PLANO MUNICIPAL DE ATENDIMENTO AO INDÍGENA
O Departamento de Proteção Social Especial anunciou, em junho deste ano, o intuito de reunir uma comissão que trabalhe com desenvolvimento de um Plano Municipal de Atendimento ao Indígena. O objetivo da iniciativa é encontrar soluções que respeitem a cultura do indígena, tal como a criação de um espaço para acampamento das pessoas que ficam na cidade temporariamente.
O Plano Estadual de Assistência Social do Estado do Paraná, que compreende os anos de 2016 até 2019, aponta como diretriz “fortalecer o acesso à proteção social aos povos indígenas e às comunidades tradicionais” e apresenta como horizonte contemplar 100% dos municípios do Paraná na cobertura de serviços de Proteção Social Básica.
Originada pela Fundação de Assistência Social, o intuito da ação é reunir diferentes entidades representativas do município que atuam de acordo com suas especificidades na questão indígena como a Secretaria do Meio Ambiente, Educação, Saúde e Segurança. A diretora Thaís Verillo informou que a comissão já foi instaurada mas que nenhuma ação efetiva foi tomada. Verillo relata a dificuldade da comissão se reunir, com frequência, e que isso resultou no atraso das discussões. Entretanto, ela garante que, ano que vem, as discussões serão retomadas para a produção do Plano Municipal.
O objetivo do plano é que a primeira ação da comissão seja instaurar um novo espaço reservado ao acampamento de indígenas que ficam de maneira temporária na cidade.

TERRAS INDÍGENAS NO PARANÁ
De acordo com informações da Fundação Nacional do Índio (Funai), apenas 10% das terras indígenas demarcadas no Brasil estão no Sul do país. O espaço de terras demarcadas nessa região soma pouco mais de 0,1% do território total da região. Apenas 8% das terras indígenas ocupadas estão regularizadas.
O Brasil conta, atualmente, com 462 terras indígenas regularizadas, majoritariamente concentradas no Norte do país. No Paraná, são 17 terras indígenas demarcadas, conforme destaca Célia Rego, representante da Coordenadoria Técnica Local (CTL) da Funai em Londrina.
As CTLs  acompanham as aldeias nas terras demarcadas. “Hoje em dia nosso trabalho é mais de conscientização”, conta Célia, que está na Funai há mais de 20 anos e iniciou no setor de educação da Fundação. “O assistencialismo acabou. A Funai não tem mais dinheiro”, relata. “O nosso trabalho é fazer que as terras indígenas fiquem independentes. Muitos deles têm carro, caminhão, ônibus e dinheiro no banco. Eles plantam. É totalmente diferente”, completa.

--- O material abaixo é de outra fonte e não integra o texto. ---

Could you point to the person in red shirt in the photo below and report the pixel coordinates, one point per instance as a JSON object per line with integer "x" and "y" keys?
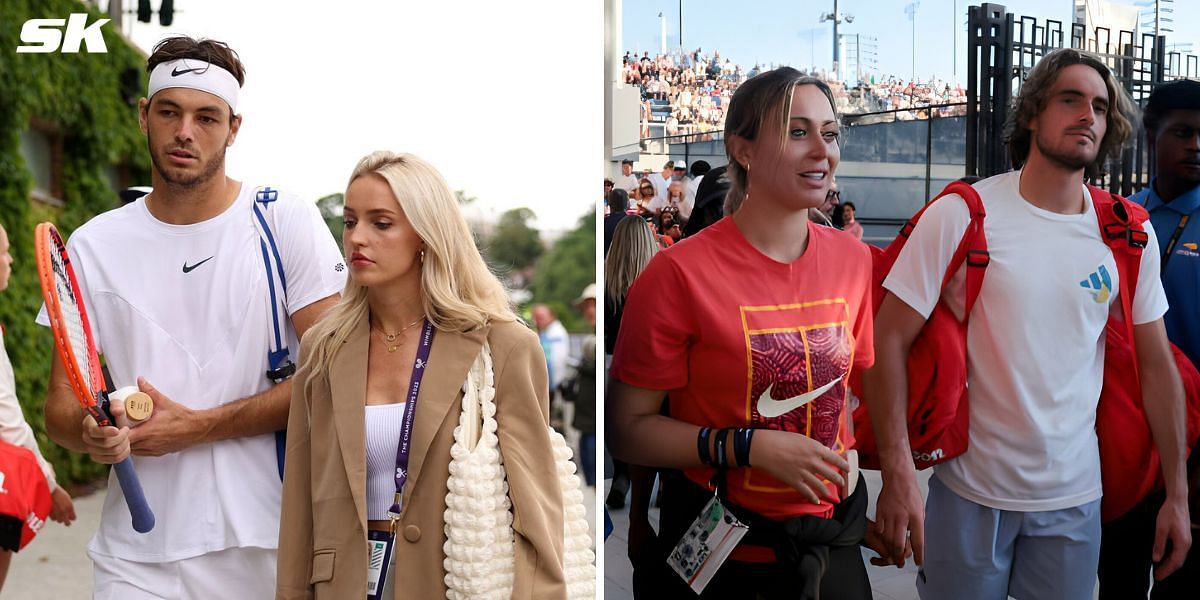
{"x": 779, "y": 312}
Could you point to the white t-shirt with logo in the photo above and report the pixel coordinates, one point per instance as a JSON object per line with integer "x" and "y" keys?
{"x": 1035, "y": 342}
{"x": 186, "y": 307}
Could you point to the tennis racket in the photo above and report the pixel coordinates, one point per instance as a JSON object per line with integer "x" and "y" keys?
{"x": 76, "y": 347}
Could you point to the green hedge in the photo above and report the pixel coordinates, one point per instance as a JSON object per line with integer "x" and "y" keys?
{"x": 81, "y": 95}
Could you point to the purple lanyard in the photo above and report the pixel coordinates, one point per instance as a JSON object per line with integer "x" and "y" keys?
{"x": 406, "y": 432}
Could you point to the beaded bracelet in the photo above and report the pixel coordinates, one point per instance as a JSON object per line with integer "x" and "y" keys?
{"x": 706, "y": 456}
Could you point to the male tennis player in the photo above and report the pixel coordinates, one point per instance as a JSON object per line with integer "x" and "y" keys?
{"x": 180, "y": 304}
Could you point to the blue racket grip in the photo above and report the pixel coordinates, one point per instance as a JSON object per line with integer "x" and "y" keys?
{"x": 143, "y": 517}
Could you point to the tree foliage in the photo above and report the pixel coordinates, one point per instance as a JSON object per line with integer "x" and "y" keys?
{"x": 82, "y": 97}
{"x": 515, "y": 245}
{"x": 567, "y": 269}
{"x": 331, "y": 211}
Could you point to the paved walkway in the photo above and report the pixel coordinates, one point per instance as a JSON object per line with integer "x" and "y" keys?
{"x": 55, "y": 564}
{"x": 887, "y": 582}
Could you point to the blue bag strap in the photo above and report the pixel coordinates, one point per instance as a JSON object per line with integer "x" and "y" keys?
{"x": 279, "y": 357}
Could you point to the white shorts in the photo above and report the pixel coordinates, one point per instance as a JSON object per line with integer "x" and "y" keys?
{"x": 222, "y": 575}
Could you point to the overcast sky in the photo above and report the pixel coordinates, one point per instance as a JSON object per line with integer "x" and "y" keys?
{"x": 503, "y": 97}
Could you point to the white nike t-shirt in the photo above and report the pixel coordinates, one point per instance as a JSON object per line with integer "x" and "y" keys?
{"x": 186, "y": 307}
{"x": 1035, "y": 342}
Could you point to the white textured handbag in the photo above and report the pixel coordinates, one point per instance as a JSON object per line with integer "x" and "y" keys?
{"x": 479, "y": 545}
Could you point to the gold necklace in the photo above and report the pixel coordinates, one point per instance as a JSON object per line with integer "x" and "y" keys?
{"x": 391, "y": 337}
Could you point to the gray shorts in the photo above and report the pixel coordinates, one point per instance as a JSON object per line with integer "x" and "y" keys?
{"x": 983, "y": 553}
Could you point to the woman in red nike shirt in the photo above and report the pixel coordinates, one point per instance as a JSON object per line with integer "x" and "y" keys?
{"x": 755, "y": 367}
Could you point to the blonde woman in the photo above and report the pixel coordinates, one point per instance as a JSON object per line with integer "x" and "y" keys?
{"x": 633, "y": 247}
{"x": 751, "y": 327}
{"x": 418, "y": 294}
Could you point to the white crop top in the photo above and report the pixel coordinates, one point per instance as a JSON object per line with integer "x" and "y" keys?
{"x": 384, "y": 424}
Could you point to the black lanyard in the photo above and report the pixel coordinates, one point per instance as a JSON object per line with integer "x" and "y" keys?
{"x": 1175, "y": 238}
{"x": 406, "y": 433}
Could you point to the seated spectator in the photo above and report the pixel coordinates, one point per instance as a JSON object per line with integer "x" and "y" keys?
{"x": 645, "y": 197}
{"x": 849, "y": 223}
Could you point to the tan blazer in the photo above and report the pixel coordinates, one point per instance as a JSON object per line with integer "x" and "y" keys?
{"x": 323, "y": 550}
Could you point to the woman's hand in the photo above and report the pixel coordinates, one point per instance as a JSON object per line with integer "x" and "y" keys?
{"x": 801, "y": 462}
{"x": 874, "y": 540}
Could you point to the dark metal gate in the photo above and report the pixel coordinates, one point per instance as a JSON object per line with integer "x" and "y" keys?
{"x": 1001, "y": 51}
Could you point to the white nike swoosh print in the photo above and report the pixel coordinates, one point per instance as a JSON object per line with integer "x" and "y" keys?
{"x": 771, "y": 407}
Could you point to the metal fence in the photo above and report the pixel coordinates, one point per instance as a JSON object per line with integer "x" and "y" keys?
{"x": 1001, "y": 51}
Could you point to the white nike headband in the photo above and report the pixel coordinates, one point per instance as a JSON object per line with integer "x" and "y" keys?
{"x": 196, "y": 75}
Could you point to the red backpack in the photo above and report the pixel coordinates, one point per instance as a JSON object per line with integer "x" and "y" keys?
{"x": 937, "y": 359}
{"x": 937, "y": 395}
{"x": 1129, "y": 461}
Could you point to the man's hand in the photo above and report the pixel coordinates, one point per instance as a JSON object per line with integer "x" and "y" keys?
{"x": 61, "y": 508}
{"x": 801, "y": 462}
{"x": 1173, "y": 526}
{"x": 898, "y": 511}
{"x": 171, "y": 429}
{"x": 874, "y": 541}
{"x": 108, "y": 444}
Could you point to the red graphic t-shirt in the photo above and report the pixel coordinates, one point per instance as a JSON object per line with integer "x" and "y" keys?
{"x": 738, "y": 340}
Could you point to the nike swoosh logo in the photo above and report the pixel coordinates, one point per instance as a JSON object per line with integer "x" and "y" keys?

A população indígena do Paraná enfrenta, desde o início do ano, uma série de desafios frente ao sucateamento de serviços públicos específicos à pauta indígena. Em março, a sede da Secretaria Especial de Saúde Indígena (Sesai), em Curitiba, foi ocupada por cerca de 100 manifestantes indígenas de diferentes etnias: guaranis, xetás, caingangue, entre outros grupos, unidos através do Movimento Indígena do Paraná. O coletivo protestava contra a diminuição da frota de veículos para o traslado nos casos de atendimento à saúde indígena.
Conforme Célia, os servidores da Funai têm que “inventar trabalho”, já que a única atribuição restante à Fundação é de supervisionar o processo de demarcação de terras. Para que uma terra indígena seja regularizada como demarcada, segundo o Decreto 1777, a Funai precisa produzir um estudo “de natureza etno-histórica, sociológica, jurídica, cartográfica, ambiental e o levantamento fundiário necessários à delimitação”. Após o estudo ser aprovado pelo Ministério de Justiça, a Funai deve delimitar fisicamente a terra que depende da homologação do presidente para demarcação.
Em outubro, a Funai aprovou estudo que recomenda a demarcação de terras em Altônia, Guaíra e Terra Roxa, no oeste do Paraná. Um total de 24 mil hectares que abrigariam 14 aldeias do povo Avá-Guarani. A Frente Parlamentar da Agropecuária (FPA) classificou a recomendação da Funai como “inconstitucional”. Conforme a FPA, a Funai não considera um julgamento realizado pelo Supremo Tribunal Federal (STF) que estabelece, entre outros critérios, o marco temporal. Essa regra afirma que as terras passíveis de demarcação são aquelas que estavam ocupadas na promulgação da Constituição Federal, em 05 de outubro de 1988.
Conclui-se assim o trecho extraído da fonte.